L'histoire :
Le 12 septembre 1760, le comte de Rohan se meurt, en son hôtel particulier. Ses derniers instants s'accompagnent d'un ultime élan de rage envers Voltaire, qu'il tient pour responsable de la déchéance de sa famille. Notamment, quelques années plus tôt, devant un large auditoire éclairé de la comédie française, Voltaire lui avait sorti : « Je commence mon nom, Monsieur et vous, vous finissez le votre ». Le comte de Rohan s'était vengé en envoyant des hommes corriger physiquement l'écrivain à coups de bâtons. Voltaire avait répliqué en publiant un pamphlet fort bien tourné à son encontre... Rohan avait alors joué de ses relations pour faire embastiller Voltaire.. 12 jours. Cependant doté d'un esprit vif, le libre-penseur a toujours le dernier mot et en cette ère des lumières, le verbe pèse de tout son poids dans une réputation. Sur son lit de mort, Rohan fait donc promettre à son fils qu'il le vengera, notamment en dénonçant Voltaire comme étant l'auteur du scandaleux roman Candide. Cet écrit publié sous un nom d'emprunt et sans autorisation royale, défraie alors la chronique mondaine. Charles de Rohan-Chabot s'en va donc démarcher le pire ennemi littéraire de Voltaire, le dénommé Jean-Jacques Rousseau. Hermite et misanthrope, Rousseau refuse et s'en va au contraire alerter Voltaire en son château de Ferney, à la frontière suisse.
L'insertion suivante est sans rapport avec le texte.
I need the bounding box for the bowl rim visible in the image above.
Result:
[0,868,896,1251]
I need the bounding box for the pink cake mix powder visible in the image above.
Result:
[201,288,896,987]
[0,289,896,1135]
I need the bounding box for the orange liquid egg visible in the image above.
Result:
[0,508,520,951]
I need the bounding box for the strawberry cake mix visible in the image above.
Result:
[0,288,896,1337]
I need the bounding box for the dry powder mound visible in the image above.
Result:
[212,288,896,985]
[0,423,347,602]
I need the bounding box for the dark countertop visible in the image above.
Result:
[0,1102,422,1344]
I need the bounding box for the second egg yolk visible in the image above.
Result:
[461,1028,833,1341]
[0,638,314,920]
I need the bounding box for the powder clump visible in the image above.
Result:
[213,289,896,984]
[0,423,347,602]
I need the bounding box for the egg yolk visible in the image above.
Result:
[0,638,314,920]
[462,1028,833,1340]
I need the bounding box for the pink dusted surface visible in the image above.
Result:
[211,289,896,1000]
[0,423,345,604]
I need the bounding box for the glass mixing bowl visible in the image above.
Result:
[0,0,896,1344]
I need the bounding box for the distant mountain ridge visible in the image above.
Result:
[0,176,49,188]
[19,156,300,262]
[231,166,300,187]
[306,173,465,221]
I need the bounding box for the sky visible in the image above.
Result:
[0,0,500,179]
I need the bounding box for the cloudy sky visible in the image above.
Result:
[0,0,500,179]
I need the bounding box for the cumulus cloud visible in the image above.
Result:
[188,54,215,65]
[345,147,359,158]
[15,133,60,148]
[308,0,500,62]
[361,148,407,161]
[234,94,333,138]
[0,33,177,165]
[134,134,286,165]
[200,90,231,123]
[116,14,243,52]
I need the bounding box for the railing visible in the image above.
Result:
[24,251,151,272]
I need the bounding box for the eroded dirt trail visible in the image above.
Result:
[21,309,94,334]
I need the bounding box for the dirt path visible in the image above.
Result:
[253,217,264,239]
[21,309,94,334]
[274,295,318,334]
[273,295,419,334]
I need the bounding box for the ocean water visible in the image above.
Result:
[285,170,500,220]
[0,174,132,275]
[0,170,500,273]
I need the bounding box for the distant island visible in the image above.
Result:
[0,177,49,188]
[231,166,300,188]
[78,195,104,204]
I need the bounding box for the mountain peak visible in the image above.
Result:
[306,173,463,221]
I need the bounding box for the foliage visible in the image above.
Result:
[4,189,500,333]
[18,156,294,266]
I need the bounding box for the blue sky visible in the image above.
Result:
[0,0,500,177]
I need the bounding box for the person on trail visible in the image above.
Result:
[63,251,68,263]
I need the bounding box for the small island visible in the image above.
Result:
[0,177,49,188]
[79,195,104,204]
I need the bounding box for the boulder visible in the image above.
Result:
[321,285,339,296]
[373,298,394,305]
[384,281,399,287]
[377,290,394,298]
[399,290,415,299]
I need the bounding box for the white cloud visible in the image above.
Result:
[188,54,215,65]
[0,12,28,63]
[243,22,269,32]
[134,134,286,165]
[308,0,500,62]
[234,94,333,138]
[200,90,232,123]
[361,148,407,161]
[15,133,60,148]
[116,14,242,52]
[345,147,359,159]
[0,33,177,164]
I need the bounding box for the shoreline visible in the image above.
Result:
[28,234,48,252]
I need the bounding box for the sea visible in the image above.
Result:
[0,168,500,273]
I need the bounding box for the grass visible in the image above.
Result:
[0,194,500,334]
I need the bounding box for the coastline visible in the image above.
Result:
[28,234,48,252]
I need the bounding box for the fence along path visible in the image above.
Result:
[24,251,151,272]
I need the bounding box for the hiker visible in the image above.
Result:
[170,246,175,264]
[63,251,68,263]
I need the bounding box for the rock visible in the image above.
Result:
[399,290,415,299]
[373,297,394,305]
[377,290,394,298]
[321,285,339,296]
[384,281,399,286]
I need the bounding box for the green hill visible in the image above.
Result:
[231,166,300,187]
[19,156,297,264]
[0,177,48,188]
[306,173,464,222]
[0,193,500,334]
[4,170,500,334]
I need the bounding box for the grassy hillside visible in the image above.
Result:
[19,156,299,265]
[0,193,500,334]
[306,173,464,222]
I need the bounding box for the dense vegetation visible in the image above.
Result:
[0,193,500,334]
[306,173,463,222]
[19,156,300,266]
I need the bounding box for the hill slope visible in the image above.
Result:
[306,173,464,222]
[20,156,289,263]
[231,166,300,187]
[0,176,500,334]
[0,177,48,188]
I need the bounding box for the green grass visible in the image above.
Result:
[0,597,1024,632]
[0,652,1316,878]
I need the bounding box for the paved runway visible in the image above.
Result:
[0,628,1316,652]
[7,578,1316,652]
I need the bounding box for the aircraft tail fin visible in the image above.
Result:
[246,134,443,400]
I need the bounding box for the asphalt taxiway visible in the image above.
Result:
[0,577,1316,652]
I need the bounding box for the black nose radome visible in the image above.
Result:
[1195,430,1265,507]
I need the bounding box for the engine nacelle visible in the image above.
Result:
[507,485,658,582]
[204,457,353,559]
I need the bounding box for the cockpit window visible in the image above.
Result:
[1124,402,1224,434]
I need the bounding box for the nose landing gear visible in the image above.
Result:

La simple idée qu'un écrivain majeur, fut-il son pire ennemi, puisse être la victime de manoeuvres séditieuses lui est insupportable...
Ce qu'on en pense sur la planète BD :
La collection du Patrimoine des éditions Glénat revient dans ce one-shot sur un épisode épistolaire et néanmoins épique du siècle des lumières : la querelle qui opposa Voltaire au comte de Rohan et au passage, à Jean-Jacques Rousseau. Etant donné la qualité des écrits et des idées à mettre en exergue, il fallait bien deux scénaristes pour assurer le projet. Pari gagné grâce au duo Pierre Makyo et Frédéric Richaud, qui parviennent à hisser les dialogues à un niveau littéraire idoine, sans être trop pompeux, ni trop nombreux. De fait, le lecteur se passionne pour cette vengeance viscérale qui se heurte à l'un des plus brillants esprits de ce siècle. L'opus paraîtra certes trop court aux admirateurs de Voltaire, qui regretteront un focus par trop ciblé sur un épiphénomène de son oeuvre : la publication de Candide sous un pseudo. Cette histoire représente néanmoins un beau résumé de sa personne et du souffle de liberté éclairée qu'il a incarné. D'autres idolâtres se chiffonneront peut-être aussi de la présomption et de la facétie accordées par la narration au tempérament du philosophe. Ce caractère se révèle néanmoins cohérent et sans doute authentique, dusse t-il écorner un mythe. Au dessin, Didier Pagot se montre également à la hauteur, mettant en cases de belles scènes d'époque, aussi bien dans le paris mondain (les robes et les tuniques) qu'à travers la campagne paysanne du XVIIIème siècle.